The push for “preferred pronouns” for trans and non-binary students as mandatory has created “compelled speech” concerns for many universities.
- Freedom of speech and academic freedom permits teachers to decide how to approach the issue.
- Title IX protections have been used to reprimand professors and teachers who do not abide by the school’s policies, threatening the possibility of termination in some cases.
- Ken Tashjy, an adjunct instructor at Suffolk University in Boston, is calling out the practice in an op-ed for Campus Reform.
- “While the preferred pronoun push in higher education is promoted under the guise of advancing diversity and inclusion, such efforts are no less offensive to the First Amendment since they force an individual to adhere to an ideological point of view they find unacceptable,” says Tashjy.
Why it’s News
The Supreme Court affirms the right of free speech and from compelled speech, and this has created tension in higher education as it attempts to address the recent civil rights push for trans-protections.

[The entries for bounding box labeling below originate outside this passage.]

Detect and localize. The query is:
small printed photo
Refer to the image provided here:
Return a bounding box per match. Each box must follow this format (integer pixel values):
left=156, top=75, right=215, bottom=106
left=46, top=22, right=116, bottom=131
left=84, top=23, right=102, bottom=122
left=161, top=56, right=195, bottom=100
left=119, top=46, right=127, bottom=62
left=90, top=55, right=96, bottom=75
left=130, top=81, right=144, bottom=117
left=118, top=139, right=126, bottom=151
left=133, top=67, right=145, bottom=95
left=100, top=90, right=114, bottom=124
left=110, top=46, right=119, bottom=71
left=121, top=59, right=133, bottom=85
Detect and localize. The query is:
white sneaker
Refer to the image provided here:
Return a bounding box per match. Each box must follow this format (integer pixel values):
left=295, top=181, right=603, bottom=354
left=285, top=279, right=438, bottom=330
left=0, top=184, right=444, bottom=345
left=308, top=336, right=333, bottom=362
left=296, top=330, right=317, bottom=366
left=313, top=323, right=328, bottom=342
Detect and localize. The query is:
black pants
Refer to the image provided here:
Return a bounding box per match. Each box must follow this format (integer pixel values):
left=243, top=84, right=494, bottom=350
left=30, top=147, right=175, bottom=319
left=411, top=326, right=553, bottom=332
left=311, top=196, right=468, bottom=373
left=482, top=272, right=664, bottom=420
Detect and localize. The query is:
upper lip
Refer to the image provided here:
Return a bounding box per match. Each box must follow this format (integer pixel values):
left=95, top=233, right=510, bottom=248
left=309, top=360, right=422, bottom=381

Tashjr cites the case of tenured Professor Nicholas Meriwether of Shawnee State University, who in 2018 was threatened with disciplinary action and termination for refusing on religious and personal grounds to identify trans students by their preferred pronouns. He sued the university and received a settlement of $400,000
“Forcing Meriwether to convey this message amounts to compelled speech, which is irreconcilable with the First Amendment and violates a ‘cardinal constitutional command.’ This decision and the resulting settlement should put institutions on clear notice that implementing similar ill-fated and unconstitutional policies will cost they/them/theirs dearly,” says Tashjy.
Backing Up a Bit
Colleges and universities are not instituting these laws for the sake of being tyrannical. Many are responding to calls for more protection for vulnerable students and populations, such as the LGBT+ community due to the harsh treatment they’ve received. It is considered cruel to not address students with gender dysphoria by a gender they do not identify as. The implementation of these rules does raise further ethical considerations, though.

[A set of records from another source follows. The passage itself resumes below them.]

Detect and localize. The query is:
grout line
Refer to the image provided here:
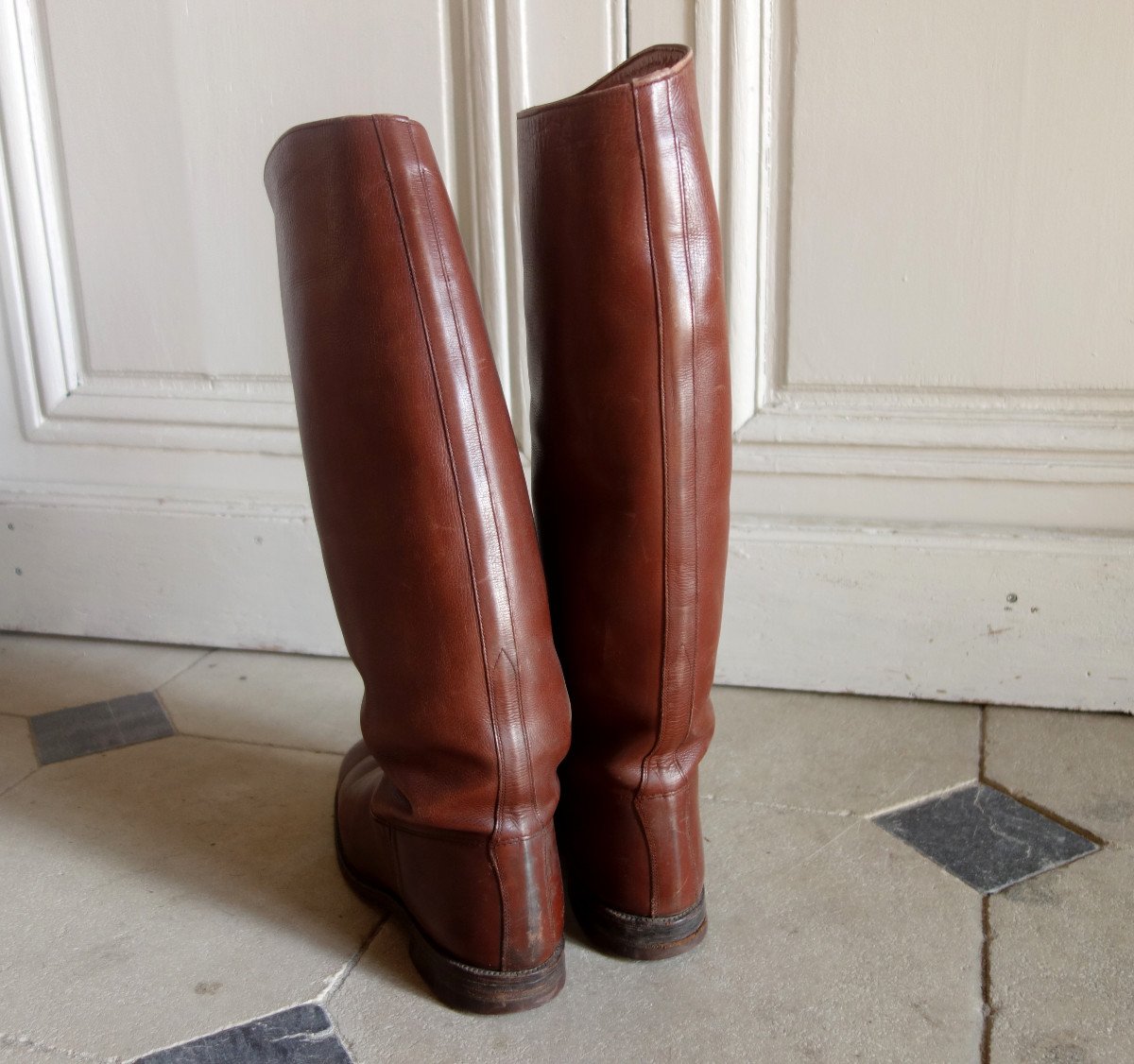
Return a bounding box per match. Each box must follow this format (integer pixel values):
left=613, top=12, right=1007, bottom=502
left=704, top=794, right=861, bottom=816
left=0, top=764, right=43, bottom=798
left=981, top=777, right=1108, bottom=844
left=171, top=718, right=347, bottom=758
left=976, top=706, right=996, bottom=1064
left=976, top=706, right=988, bottom=782
left=980, top=894, right=996, bottom=1064
left=149, top=646, right=220, bottom=704
left=863, top=780, right=980, bottom=820
left=314, top=916, right=390, bottom=1006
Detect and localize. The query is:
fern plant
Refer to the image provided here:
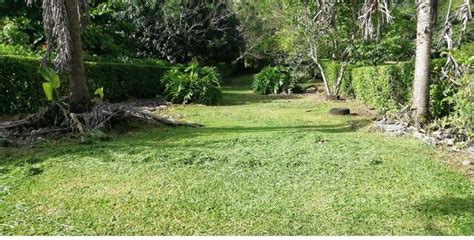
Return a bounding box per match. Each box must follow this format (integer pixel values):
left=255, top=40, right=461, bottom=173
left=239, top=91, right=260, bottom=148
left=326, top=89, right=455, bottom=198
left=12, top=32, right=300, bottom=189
left=38, top=66, right=61, bottom=102
left=162, top=63, right=222, bottom=104
left=252, top=66, right=300, bottom=95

Academic and corporate diversity policies have been called out before. Hundreds of academics have spoken out against the practice, and many have lost their jobs. It also needs to be clarified where the moral lines should be drawn on these issues, which has resulted in teachers being disciplined for just showing opposing arguments in classrooms.
Wilfrid Laurier University in Canada disciplined graduate student Lindsay Shepard in 2018 for showing Dr. Jordan Peterson clips in a dialogue about the discourse between Pro and Anti-Trans positions because merely presenting the opposing position amounted to hate speech.